Truth is the victim as the same old double standards prevailBy Robert Fisk, Middle East Correspondent, 29 October 2000
Why do we always get taken in by the same lies? Don't reporters carry history books, even a cuttings file, to remind them of what they wrote in the last Arab-Israeli war? Even the quotes - the meretricious, cliché-soaked statements - are the same.
Let's go back to June 1982. Southern Lebanon. A UN ceasefire is in place between Yasser Arafat's PLO guerrillas and Israel. In London, a Palestinian tries to assassinate the Israeli ambassador; his potential killer belongs to the anti-Arafat Abu Nidal faction, intent on provoking an Israeli invasion of Lebanon.
Israel bombs Arafat's men in Lebanon. After several days under attack, they fire Katyusha rockets over the border into Israel. And what happens? Israel invades Lebanon because it is under "terrorist" attack and suggests - wait for it - that "Arafat cannot control his men".
Sound familiar? There's more. By the time cameras were recording the thousands of civilian casualties of the Lebanon war, the Israelis were asking why the "terrorists" were hiding behind the civilians. Why did the Palestinians use children in their war? Israel said it did not intend to kill children, even the ones I found in the Makassed hospital in Beirut, their bodies still on fire from the phosphorus shell that killed them, and blamed their deaths on the PLO.
And duly, I recall, most journalists in 1982 fell in line with the narrative laid down by the Americans and the Israelis, just as they do today. As usual, the slaughter of Palestinian children is blamed on the Palestinians. The death of Arab civilians is the fault of the Arabs. Arafat cannot control "his people". Arabs are turned into "terrorists", as opposed to the folk who are killing the Arab civilians and children whose deaths, of course, are the responsibility of their own grieving parents.
No, we should not get romantic about the corrupt, venal Palestinian officials who tried to rule their little statelets in 1982 - and in 2000. In 1982 we listened to the PLO drivelling on about the "Zionist death wagon" and the massacre of thousands of civilians around a town called Jezzine. The "massacre" turned out to be myth - as most journalists suspected and reported. The PLO would claim they were fighting for the Lebanese - a complete lie - and that this was the most important battle since Stalingrad, a parallel as laughable as it was grotesque. But the PLO's "propaganda machine", in reality so preposterous, was of such inefficiency that no one would take it seriously.
But at least, in 1982, Arafat would talk to the press. At least the PLO could field a few English speakers. Today, Arafat refuses to talk to foreign correspondents, let alone in English, and fields a bunch of officials (apart from Hanan Ashrawi) whose inability to speak good English renders them almost incomprehensible. Claims that Palestinians were not firing at Israeli soldiers were destroyed by video which clearly showed that Palestinian policemen, far from directing traffic, were shooting at their opposite numbers on the Israeli side.

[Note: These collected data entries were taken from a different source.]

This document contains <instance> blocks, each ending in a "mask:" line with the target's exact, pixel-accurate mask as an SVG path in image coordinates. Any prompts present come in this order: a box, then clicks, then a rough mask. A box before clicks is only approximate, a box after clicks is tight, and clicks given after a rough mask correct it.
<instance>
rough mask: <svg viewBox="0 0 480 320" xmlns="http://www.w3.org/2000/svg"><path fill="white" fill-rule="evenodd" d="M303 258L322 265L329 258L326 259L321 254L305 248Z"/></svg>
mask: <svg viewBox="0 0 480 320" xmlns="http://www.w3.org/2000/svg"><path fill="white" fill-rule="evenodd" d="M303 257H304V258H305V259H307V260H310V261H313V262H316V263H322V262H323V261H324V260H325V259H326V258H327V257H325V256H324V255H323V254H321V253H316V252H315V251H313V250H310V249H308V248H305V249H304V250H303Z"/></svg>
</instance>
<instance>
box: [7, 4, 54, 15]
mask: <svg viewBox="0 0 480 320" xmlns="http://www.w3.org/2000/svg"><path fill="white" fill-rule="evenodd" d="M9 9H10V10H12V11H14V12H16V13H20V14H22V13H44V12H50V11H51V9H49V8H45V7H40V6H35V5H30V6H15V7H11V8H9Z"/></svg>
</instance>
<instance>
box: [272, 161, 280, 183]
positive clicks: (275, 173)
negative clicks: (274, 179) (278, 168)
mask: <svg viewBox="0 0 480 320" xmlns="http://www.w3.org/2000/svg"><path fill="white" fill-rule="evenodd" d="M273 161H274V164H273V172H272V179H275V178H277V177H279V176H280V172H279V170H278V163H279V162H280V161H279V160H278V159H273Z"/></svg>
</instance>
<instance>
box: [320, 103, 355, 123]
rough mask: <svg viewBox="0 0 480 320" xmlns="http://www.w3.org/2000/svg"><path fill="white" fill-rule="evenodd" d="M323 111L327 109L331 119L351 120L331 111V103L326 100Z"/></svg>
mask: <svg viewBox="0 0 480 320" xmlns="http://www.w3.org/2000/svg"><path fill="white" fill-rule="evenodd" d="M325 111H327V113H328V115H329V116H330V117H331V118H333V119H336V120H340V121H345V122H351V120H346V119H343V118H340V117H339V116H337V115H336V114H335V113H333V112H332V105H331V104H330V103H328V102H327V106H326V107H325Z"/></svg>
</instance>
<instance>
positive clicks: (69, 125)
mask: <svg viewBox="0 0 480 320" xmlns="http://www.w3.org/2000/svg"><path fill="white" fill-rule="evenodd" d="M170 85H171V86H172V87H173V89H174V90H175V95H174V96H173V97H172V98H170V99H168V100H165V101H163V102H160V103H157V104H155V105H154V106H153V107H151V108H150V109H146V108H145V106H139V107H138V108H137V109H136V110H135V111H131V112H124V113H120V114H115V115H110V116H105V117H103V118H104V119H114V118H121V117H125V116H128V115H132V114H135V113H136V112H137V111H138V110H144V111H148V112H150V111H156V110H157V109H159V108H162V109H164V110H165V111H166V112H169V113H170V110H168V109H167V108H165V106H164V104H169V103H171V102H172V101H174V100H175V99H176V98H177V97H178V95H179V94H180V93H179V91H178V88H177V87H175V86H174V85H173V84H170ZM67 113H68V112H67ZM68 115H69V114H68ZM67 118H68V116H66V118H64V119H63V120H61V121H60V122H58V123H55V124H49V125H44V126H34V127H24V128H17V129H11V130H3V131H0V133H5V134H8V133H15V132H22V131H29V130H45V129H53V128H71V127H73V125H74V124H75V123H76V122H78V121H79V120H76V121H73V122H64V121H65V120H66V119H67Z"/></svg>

And yet again - the record shows it all too clearly - journalists in 1982 found themselves browbeaten by a supposedly outraged Israel which claimed reporting was hopelessly biased towards the Palestinians. This ridiculous assertion was taken so seriously in the US that the New York Times allowed an Israeli lobby group to "monitor" its reporting. Journalist Tom Friedman had remarks about Israel's "indiscriminate" artillery fire censored from his reports, while the US media used the word "terrorists" (always Arab "terrorists") like a punctuation mark.
But it is the traditional double standard that marks the propaganda victory of one side over the other in the Middle East. When Israel sent its Lebanese Christian militias into the Sabra and Chatila refugee camps in 1982, those militias massacred up to 2,000 Palestinian civilians. Not only did Israel say this was "a mistake". They attacked journalists who reported the murders as "anti-Semitic".
Similarly, the killing of Palestinian children by Israeli troops now. On any other story - in Kosovo, East Timor or Belfast - the killing of so many children by "security forces" would engender outrage on the part of journalists. If Serb "security forces" were killing Albanian youths at this rate last year, Nato would have gone to war weeks earlier.
Yet today, we hear the usual weasel words. We hear of Israel's "tough response", its "robust" action, its "restraint". No, the Israelis are not the Serbs. Nor are they the Indonesian army. But journalists are the same. So fearful of creating "controversy" by telling the truth according to real journalistic standards, so vain that they must avoid all criticism, so lacking in resolve that they must announce that the 12-year-old Palestinian shot by the Israelis in Gaza was "killed in crossfire", that they are actively taking sides. And if a massacre follows, will we tell the truth, the whole truth and nothing but the truth? I doubt it.